Hişşttt Bakele…
Yazarımız Zeynur Pehlivan, uzun yıllar hentbolun içinde olmuş, oyuncu, antrenör olarak her kategoride görev yapmış bir yaratıcı kişiliği Sezgin Kaymaz’ı bu haftaki yazısında ele aldı.
-Hişşt Bakele! Senin ismin ne?
-Sezgin Kaymaz.
-Bu kitapları sen mi yazdın?
-Hangi kitapları?
-Deccal’in Hatırı, Kün, Geber Anne..
-Evet ben yazdım.
-İyi halt ettin! Ne biçim isimler bunlar böyle! Böyle isim mi olur? Deccal’in, Yalancının Hatırı’mı olur! Ya da şuna niye “Ol” değilde Kün diyorsun da kafamızı karıştırıyorsun.
-Yeni birkaç kelime öğrenmiş olursun ne güzel.
-Hişşşt Bakele! Sen Konyalıydın değil mi? Diğerleri neyse ama sana anneye dil uzatılmayacağını Konya’da öğretmediler mi? Günah, günah! Anneye hiç “Geber Anne!” denilir mi! Çarpılırsın valla.. Sen çok fazla rüya görüyorsun galiba?
-Rüya görecek kadar uyumuyorum ben.
-Nasıl yani?
-Şöyle yani.. Senin yemekte geçirdiğin zaman kadar uyku uyuyorum. Ahh birde günde şöyle bir dört beş saat uyusam var ya! Şöyle allı güllü rüyalar görsem! Neler yazarım neler!
-Hişşştt Bakele! Sen benimle dalga mı geçiyorsun ya!? Yeni yeni icatlar çıkarma başımıza. Yazacaksan adam gibi yaz.

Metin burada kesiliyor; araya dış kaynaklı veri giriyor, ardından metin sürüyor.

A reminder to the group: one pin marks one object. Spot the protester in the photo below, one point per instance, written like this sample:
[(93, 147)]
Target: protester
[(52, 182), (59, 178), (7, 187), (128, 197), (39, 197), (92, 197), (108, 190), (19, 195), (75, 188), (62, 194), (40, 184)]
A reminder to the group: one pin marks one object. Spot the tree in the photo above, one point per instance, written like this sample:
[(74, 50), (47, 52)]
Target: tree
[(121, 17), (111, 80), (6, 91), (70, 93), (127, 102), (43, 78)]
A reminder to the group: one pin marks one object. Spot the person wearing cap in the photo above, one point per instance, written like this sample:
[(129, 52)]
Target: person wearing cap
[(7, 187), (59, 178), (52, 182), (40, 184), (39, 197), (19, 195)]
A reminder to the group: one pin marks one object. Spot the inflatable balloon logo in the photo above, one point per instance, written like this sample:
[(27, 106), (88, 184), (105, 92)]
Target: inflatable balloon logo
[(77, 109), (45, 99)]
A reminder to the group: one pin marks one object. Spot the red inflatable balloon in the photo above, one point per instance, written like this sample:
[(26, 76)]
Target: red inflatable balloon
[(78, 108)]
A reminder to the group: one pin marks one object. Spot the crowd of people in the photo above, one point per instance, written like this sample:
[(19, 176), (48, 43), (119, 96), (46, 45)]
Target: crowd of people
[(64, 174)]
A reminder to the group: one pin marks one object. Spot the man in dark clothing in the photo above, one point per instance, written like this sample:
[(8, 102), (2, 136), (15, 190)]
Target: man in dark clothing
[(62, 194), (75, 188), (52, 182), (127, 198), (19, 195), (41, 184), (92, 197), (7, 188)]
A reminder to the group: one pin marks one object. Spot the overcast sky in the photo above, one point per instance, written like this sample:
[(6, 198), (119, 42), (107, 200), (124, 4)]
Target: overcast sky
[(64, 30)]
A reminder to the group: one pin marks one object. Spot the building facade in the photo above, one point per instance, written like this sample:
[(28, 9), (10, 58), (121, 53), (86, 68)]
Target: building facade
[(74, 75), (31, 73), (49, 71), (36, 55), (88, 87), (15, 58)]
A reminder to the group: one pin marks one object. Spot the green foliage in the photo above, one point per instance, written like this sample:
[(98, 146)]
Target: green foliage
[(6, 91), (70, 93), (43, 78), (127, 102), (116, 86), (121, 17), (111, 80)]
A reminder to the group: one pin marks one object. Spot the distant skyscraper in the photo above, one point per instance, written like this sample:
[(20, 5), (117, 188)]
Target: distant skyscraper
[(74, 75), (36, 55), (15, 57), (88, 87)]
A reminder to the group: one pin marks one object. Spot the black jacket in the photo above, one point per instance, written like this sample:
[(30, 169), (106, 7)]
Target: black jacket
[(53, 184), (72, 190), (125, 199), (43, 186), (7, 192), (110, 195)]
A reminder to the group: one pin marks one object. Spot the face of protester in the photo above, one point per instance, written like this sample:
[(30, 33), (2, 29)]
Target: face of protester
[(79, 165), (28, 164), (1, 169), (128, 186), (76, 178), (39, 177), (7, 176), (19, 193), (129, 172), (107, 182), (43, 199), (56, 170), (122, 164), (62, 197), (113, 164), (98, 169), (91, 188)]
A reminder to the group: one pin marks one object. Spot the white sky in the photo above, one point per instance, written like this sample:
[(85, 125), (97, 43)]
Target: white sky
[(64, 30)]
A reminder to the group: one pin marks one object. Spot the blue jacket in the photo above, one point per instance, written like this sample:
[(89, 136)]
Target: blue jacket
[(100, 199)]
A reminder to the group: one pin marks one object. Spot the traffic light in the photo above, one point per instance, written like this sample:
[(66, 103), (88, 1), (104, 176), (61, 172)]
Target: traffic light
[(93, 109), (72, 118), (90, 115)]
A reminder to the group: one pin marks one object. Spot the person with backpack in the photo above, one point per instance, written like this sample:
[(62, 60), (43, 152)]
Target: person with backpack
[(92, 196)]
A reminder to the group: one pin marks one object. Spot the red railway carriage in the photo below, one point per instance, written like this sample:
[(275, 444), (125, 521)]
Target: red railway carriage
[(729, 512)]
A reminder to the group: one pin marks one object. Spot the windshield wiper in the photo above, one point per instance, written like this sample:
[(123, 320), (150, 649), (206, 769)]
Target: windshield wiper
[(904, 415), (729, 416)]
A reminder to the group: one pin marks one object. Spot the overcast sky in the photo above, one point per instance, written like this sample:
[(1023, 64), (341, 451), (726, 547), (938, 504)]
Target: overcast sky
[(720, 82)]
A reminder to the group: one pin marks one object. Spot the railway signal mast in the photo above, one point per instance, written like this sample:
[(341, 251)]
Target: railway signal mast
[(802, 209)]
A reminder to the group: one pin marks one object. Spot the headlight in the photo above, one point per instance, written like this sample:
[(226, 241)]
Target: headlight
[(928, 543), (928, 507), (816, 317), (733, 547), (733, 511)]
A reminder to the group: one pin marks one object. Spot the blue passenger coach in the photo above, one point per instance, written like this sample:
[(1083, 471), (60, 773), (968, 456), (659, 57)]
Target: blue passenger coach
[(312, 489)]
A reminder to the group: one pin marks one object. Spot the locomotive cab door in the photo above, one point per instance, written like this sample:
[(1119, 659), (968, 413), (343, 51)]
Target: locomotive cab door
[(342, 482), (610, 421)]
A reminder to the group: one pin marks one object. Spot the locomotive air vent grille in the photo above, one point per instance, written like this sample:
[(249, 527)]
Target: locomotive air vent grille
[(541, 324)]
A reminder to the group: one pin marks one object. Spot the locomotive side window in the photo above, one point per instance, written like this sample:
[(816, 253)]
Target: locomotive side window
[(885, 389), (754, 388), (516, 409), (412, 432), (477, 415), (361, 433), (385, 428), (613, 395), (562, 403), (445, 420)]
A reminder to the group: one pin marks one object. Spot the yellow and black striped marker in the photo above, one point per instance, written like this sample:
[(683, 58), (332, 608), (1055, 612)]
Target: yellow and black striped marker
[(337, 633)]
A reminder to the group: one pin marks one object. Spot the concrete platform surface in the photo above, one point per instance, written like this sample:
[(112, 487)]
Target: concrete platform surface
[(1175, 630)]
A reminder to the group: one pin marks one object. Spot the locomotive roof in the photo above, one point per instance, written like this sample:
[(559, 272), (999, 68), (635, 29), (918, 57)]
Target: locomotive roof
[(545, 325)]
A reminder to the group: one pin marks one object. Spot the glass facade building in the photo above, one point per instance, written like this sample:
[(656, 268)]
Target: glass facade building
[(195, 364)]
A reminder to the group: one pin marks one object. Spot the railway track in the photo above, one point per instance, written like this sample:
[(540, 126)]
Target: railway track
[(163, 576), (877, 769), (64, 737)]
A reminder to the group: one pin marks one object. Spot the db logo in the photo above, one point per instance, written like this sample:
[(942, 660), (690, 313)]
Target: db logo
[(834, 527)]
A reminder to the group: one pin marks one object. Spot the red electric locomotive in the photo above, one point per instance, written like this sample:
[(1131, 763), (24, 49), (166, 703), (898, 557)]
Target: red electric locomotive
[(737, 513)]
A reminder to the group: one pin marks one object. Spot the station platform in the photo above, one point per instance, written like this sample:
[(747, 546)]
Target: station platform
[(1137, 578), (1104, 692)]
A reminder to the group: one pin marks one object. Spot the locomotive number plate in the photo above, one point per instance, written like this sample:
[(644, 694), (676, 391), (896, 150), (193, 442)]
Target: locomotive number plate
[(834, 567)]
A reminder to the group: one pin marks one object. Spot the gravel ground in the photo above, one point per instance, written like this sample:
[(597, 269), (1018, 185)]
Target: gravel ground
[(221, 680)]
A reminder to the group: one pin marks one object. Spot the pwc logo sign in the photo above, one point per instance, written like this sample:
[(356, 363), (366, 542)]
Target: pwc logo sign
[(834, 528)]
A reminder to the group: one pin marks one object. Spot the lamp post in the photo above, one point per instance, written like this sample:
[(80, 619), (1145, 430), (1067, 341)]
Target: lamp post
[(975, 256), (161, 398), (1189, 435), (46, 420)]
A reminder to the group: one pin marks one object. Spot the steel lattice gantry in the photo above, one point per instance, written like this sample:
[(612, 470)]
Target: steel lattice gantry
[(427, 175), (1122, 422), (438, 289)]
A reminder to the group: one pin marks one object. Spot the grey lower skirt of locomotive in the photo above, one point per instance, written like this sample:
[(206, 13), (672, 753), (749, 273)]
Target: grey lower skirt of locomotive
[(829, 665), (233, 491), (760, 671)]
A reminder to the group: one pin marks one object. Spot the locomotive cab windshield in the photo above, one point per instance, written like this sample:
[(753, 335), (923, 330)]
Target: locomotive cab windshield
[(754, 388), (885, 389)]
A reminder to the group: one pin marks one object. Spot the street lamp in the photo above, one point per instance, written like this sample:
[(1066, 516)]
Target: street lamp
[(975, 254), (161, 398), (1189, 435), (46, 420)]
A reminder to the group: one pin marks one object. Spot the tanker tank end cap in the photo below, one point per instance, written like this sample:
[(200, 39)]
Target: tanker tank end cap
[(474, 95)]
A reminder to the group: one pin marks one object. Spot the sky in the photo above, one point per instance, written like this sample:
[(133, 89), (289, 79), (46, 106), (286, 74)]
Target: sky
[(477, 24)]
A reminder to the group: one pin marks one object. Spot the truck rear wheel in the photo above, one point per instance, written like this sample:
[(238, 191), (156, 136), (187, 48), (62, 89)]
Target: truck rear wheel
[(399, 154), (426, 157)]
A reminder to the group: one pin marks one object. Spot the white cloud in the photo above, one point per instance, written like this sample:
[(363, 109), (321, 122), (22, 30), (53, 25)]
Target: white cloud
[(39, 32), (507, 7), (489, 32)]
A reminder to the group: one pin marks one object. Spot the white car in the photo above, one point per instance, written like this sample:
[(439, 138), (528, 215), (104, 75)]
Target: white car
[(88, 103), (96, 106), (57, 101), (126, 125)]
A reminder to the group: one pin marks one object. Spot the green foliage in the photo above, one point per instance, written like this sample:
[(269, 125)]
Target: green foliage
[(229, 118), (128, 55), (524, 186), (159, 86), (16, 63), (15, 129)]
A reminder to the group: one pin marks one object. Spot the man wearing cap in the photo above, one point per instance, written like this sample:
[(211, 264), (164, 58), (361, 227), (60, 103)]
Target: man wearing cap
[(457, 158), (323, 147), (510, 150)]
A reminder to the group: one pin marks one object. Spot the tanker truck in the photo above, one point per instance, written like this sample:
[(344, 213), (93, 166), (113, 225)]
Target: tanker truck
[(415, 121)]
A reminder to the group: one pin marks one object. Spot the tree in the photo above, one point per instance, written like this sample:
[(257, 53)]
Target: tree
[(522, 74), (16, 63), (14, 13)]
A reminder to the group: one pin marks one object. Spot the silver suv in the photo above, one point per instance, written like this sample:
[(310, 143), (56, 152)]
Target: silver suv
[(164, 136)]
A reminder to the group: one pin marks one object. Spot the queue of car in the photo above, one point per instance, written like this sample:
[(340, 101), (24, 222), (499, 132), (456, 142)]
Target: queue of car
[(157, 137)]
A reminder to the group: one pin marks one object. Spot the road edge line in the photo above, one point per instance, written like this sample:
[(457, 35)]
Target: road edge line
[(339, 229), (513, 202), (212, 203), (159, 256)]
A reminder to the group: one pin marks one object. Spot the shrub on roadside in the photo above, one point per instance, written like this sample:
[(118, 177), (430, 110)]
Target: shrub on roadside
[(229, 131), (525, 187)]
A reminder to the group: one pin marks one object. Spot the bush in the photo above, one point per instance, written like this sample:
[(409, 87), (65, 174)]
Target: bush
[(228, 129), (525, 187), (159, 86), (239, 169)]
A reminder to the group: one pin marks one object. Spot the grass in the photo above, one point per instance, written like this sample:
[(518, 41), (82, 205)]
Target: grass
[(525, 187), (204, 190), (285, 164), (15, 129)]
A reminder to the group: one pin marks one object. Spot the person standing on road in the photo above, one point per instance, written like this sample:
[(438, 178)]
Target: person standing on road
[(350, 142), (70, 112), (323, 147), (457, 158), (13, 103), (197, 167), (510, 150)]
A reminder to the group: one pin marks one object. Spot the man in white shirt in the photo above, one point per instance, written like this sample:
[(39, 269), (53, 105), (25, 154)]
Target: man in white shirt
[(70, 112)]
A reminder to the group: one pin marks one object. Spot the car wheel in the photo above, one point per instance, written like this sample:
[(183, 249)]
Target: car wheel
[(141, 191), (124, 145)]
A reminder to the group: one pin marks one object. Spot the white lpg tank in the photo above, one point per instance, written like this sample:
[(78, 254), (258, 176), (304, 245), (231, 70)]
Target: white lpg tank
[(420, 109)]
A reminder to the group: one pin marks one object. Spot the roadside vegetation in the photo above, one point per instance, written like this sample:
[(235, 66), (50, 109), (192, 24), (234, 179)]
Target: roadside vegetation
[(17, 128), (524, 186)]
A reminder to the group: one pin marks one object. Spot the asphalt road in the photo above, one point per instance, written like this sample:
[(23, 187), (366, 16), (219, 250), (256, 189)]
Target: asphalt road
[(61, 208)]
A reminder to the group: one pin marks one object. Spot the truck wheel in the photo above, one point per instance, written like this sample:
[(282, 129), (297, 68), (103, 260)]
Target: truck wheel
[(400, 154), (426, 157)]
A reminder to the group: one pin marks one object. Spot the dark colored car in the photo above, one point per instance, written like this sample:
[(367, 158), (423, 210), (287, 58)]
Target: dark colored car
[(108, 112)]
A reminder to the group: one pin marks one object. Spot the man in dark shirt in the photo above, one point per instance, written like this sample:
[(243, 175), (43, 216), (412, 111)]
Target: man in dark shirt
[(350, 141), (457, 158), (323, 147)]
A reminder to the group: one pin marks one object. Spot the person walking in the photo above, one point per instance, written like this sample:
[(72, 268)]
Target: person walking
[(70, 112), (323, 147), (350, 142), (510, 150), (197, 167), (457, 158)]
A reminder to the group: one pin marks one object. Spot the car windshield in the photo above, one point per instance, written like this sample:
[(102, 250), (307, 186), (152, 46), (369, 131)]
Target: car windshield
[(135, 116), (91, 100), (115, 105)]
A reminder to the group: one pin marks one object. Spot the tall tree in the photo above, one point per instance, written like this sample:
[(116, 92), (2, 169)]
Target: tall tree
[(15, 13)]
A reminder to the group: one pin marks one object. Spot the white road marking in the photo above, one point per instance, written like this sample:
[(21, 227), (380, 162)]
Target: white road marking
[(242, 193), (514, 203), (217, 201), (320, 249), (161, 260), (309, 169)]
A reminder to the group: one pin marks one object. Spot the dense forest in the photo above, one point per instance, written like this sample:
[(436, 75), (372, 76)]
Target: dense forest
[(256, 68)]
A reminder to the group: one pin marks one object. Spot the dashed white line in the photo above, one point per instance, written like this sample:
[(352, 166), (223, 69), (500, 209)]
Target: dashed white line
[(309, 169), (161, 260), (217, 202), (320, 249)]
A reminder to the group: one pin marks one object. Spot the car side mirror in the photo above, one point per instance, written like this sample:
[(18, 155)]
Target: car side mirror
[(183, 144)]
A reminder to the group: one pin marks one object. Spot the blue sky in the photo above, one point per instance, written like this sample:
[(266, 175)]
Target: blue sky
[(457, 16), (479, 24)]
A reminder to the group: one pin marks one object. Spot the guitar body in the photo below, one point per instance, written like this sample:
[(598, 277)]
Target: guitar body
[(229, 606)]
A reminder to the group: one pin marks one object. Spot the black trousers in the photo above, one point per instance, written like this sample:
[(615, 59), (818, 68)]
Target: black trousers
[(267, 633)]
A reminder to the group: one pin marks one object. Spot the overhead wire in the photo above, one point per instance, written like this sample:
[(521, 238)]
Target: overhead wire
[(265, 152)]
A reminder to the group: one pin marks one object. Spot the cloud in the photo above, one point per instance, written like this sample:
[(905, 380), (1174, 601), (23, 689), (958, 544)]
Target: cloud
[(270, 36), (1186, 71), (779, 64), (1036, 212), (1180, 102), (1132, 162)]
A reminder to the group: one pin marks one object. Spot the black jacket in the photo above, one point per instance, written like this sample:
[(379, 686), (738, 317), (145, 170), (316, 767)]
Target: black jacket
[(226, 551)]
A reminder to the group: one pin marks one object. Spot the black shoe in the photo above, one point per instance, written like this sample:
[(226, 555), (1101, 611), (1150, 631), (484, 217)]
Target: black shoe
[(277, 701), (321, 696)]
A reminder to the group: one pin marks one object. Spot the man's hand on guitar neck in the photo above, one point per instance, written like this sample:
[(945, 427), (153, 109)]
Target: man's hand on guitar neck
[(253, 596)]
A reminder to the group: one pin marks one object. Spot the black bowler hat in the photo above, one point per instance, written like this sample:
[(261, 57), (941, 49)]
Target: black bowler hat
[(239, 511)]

-Yeni yeni icatlar çıkarmıyorum yeni yeni kitaplar yazıyorum.
-Hem ne o öyle! Daha biz bir kitabın başındayken, sen yeni bir kitap çıkarıyorsun. Biraz yavaş yaz ya!
-Sende biraz hızlı oku o zaman.
-Nasıl hızlı okurum ya! Bir Kün diyorsun , bir Deccal.. Bir Mevlana’dan bahsediyorsun, bir köpekten.. Bir dua okuyorsun, bir eşcinselden bahsediyorsun.. Bir Julia diyorsun, bir Ömer.. Seni nasıl anlayalım ya! Konyalı olduğunu anladıkta, sen nasıl bir adamsın, bi anlat hele!
-Bir kitabımı okumak yıllarını almış, dediklerimi hemen nasıl anlayacaksın.
-Anlayacağımızı kim söyledi! Sen anlat hele.
-Ben anlatmayayım, bak Zeynur anlatıyor, en iyisi sen onu dinle.
-Hocam yapmayın! Sizi sizden dinlemek güzel olurdu.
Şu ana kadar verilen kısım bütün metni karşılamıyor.